Court of Appeals for the Ninth Circuit, Case No. 96-30316:
United States v. Carrie L. Aenk
Submitted Feb. 6, 1998**.
Decided Feb. 19, 1998.
Appeal from the United States District Court for the Eastern District of Washington Robert H. Whaley, District Judge, Presiding.
Before BRUNETTI, RYMER, and KLEINFELD, Circuit Judges.
Since the actual loss to the bank was $0, the district court was required to determine Carrie Aenk’s offense level according to the loss she intended to cause to the bank. See U.S.S.G. § 2F1.1, Appl. Note 7; United States v. Lorenzo, 995 F.2d 1448, 1460 (9th Cir.1993), cert. denied 510 U.S. 882, 114 S.Ct. 227, 126 L.Ed.2d 182 (1993).
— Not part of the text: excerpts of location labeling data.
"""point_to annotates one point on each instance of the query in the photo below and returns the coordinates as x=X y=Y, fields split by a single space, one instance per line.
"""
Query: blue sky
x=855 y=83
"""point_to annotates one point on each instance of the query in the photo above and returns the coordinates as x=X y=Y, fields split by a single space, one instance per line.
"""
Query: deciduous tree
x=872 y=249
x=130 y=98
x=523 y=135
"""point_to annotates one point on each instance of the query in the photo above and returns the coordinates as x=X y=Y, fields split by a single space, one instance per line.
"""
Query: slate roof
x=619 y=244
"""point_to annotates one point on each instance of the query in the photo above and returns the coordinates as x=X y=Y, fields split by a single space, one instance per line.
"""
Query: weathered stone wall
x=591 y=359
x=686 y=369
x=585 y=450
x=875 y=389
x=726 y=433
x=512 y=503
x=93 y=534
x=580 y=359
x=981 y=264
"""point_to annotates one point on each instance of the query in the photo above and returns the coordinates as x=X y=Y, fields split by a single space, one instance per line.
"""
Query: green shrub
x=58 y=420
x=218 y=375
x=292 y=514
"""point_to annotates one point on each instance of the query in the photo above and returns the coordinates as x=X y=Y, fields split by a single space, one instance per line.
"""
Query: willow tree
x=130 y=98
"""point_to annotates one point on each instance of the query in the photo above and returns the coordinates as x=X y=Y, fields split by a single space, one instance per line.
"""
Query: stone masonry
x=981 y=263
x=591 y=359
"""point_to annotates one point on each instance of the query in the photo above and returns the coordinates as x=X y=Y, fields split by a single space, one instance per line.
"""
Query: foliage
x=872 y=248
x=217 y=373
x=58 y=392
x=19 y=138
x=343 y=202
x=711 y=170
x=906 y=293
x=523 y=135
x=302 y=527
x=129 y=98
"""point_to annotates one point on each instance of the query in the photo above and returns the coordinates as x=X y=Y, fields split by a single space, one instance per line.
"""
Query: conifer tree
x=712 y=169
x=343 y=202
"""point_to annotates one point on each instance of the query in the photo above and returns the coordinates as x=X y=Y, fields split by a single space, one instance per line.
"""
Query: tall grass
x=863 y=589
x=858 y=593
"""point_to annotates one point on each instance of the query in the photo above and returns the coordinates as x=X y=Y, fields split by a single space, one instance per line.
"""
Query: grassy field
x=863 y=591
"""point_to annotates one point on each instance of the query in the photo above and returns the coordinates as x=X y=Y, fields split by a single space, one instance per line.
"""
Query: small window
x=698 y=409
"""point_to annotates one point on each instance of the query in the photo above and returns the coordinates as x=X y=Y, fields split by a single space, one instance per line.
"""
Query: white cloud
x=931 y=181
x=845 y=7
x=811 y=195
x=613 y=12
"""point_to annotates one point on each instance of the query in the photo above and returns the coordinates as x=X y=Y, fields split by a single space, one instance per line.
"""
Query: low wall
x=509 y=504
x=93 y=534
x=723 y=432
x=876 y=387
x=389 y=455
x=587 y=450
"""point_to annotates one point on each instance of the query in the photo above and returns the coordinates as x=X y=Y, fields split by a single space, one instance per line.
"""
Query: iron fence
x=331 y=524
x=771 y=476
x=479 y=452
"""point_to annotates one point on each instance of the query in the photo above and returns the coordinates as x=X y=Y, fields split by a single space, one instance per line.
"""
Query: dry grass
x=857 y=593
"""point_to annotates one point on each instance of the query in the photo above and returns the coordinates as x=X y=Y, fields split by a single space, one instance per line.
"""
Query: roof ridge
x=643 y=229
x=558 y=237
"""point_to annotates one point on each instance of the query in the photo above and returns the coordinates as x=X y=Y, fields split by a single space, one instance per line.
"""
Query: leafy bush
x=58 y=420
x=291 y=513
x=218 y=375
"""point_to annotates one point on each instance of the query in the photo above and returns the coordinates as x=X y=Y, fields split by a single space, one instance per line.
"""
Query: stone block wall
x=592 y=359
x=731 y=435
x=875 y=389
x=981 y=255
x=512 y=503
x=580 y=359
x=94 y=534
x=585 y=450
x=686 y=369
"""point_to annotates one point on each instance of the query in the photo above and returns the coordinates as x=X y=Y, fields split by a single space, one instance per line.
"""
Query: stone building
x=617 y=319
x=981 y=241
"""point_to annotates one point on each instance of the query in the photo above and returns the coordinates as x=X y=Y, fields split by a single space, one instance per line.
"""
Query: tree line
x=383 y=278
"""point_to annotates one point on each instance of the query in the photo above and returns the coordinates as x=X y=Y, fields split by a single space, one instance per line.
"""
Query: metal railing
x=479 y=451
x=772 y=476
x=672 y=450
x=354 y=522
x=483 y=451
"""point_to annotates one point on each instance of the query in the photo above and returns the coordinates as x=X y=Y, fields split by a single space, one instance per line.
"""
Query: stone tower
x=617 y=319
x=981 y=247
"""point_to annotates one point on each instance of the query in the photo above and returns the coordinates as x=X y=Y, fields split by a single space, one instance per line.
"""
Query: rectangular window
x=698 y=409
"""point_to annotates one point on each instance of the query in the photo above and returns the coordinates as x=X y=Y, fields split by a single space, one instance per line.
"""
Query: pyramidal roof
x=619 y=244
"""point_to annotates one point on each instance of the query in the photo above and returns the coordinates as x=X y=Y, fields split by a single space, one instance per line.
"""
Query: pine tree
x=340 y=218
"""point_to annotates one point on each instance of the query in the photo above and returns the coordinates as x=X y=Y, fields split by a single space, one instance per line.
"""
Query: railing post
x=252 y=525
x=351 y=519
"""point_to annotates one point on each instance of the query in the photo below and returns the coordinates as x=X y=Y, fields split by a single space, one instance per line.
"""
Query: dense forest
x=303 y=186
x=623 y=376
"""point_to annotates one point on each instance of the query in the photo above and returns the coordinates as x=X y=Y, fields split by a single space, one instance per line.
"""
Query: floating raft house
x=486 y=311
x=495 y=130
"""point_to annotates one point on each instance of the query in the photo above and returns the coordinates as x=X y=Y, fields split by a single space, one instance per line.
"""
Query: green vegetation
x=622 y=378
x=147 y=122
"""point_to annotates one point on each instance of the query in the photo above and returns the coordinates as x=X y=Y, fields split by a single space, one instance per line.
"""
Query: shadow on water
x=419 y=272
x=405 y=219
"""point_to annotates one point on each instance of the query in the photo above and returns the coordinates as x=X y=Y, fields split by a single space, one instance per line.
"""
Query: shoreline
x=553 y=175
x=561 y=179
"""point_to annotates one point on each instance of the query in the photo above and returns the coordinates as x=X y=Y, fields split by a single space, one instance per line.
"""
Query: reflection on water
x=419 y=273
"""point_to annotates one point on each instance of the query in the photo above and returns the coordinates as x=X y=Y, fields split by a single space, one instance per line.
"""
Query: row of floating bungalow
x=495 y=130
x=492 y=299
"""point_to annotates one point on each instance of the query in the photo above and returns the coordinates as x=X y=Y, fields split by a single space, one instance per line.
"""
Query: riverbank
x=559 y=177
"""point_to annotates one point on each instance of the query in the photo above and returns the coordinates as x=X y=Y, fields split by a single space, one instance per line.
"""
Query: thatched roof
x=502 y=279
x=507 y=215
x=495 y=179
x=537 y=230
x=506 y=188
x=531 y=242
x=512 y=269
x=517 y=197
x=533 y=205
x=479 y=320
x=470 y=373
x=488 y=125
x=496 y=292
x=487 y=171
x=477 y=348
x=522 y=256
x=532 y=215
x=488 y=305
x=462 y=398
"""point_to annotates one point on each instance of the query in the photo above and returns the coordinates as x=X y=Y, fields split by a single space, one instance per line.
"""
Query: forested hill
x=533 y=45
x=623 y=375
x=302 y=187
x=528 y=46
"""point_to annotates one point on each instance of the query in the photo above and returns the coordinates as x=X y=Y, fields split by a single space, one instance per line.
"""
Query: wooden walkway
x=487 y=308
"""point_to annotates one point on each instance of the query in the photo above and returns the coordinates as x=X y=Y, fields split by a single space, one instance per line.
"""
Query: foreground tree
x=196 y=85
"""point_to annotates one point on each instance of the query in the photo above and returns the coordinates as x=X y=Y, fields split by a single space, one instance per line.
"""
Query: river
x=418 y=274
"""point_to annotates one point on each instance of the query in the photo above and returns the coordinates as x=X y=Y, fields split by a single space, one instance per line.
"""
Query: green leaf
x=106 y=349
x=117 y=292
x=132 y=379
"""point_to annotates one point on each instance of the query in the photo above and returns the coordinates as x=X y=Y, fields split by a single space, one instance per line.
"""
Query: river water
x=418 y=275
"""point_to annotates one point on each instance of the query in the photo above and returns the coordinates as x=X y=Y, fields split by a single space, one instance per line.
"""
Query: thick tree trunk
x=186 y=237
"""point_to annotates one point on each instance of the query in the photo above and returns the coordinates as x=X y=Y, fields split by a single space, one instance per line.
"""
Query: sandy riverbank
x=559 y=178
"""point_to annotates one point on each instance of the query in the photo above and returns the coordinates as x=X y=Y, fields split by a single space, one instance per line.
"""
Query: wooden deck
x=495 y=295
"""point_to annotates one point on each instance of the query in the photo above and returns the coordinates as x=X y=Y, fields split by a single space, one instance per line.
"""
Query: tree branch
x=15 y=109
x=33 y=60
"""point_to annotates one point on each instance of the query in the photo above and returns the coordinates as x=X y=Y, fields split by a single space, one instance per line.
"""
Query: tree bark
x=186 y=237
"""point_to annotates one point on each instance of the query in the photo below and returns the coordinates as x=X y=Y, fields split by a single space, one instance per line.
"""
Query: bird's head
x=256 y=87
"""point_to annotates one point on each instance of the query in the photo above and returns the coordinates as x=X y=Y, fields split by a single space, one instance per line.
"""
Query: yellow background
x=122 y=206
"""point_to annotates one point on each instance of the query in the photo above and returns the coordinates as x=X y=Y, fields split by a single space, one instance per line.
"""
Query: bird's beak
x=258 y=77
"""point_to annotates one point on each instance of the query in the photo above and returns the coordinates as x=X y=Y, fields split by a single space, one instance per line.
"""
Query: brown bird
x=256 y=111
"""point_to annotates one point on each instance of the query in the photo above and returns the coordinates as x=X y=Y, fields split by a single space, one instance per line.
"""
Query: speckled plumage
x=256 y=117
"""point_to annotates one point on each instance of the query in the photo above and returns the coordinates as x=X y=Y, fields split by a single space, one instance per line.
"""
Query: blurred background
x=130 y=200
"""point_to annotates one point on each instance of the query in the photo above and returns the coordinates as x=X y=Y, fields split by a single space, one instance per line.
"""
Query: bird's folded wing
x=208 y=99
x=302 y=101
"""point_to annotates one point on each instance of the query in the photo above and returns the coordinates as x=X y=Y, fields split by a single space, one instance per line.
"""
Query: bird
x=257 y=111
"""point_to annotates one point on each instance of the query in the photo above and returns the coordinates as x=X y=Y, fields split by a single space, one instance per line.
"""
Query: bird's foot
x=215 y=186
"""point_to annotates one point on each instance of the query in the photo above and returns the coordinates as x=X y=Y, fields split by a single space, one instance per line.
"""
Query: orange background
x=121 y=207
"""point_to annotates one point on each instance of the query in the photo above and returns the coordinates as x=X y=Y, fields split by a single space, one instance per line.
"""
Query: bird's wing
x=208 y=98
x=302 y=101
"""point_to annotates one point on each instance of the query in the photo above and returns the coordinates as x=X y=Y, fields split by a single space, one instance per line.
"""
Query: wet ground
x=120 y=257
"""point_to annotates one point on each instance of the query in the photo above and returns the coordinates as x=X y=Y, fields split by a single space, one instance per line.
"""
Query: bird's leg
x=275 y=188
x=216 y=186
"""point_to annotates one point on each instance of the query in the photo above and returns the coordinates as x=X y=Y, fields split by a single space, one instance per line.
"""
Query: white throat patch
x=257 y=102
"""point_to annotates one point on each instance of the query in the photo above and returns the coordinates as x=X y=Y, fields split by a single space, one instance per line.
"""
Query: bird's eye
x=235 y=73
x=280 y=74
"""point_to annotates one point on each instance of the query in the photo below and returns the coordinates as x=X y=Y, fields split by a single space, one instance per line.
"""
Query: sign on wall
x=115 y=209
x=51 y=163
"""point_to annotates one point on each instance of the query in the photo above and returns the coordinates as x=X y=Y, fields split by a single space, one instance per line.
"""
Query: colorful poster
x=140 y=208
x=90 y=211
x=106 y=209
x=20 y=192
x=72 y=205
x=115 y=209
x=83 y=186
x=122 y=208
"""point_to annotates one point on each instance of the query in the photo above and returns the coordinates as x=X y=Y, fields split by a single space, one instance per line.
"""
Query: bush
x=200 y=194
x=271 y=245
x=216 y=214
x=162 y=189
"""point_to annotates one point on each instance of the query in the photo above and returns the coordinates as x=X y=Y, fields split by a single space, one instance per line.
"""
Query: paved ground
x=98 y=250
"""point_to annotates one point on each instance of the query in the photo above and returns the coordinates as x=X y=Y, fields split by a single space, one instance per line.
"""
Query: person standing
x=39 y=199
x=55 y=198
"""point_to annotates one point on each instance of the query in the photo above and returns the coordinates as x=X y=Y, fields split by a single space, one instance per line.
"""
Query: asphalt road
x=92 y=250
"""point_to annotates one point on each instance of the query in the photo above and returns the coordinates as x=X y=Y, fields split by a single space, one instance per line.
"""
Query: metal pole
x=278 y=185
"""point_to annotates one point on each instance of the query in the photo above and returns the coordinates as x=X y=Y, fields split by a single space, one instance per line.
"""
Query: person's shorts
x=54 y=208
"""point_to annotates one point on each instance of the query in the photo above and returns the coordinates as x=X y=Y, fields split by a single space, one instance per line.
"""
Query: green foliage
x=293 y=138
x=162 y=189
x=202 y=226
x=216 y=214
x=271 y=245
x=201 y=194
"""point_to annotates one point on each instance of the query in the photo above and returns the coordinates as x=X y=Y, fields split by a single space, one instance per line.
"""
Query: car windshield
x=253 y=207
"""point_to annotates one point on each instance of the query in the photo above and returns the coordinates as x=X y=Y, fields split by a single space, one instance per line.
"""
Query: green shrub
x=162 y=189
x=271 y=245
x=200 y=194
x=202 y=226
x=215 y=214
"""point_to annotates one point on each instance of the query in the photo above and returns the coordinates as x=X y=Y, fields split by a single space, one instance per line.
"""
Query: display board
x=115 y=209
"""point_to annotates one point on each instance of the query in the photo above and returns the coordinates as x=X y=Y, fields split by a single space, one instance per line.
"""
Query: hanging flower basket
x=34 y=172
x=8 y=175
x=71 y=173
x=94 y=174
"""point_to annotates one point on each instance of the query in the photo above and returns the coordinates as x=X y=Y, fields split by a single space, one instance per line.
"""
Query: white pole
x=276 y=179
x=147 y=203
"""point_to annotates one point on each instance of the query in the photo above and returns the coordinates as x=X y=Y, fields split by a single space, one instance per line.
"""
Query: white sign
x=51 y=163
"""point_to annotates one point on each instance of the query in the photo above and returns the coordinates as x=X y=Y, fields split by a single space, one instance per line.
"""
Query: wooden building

The district court found that Aenk intended to cause a loss of $435,000 to the bank. We review this factual finding for clear error. United States v. Parrilla, 114 F.3d 124, 126 (9th Cir.1997). The district court’s finding was supported by Aenk’s stipulation in her plea agreement that the intended loss was more than $350,000 but less than $500,000; by evidence that Aenk placed into the bank’s ATM a deposit envelope which was empty, but which purported to contain $435,000; and by her husband Allen’s statement to the FBI that they would have withdrawn the entire account had they not been caught. Carrie Aenk testified at the sentencing hearing that she only intended to withdraw $2,200, but the district court found this testimony not to be credible. The district court did not clearly err in finding that Aenk intended to cause a loss of $435,000.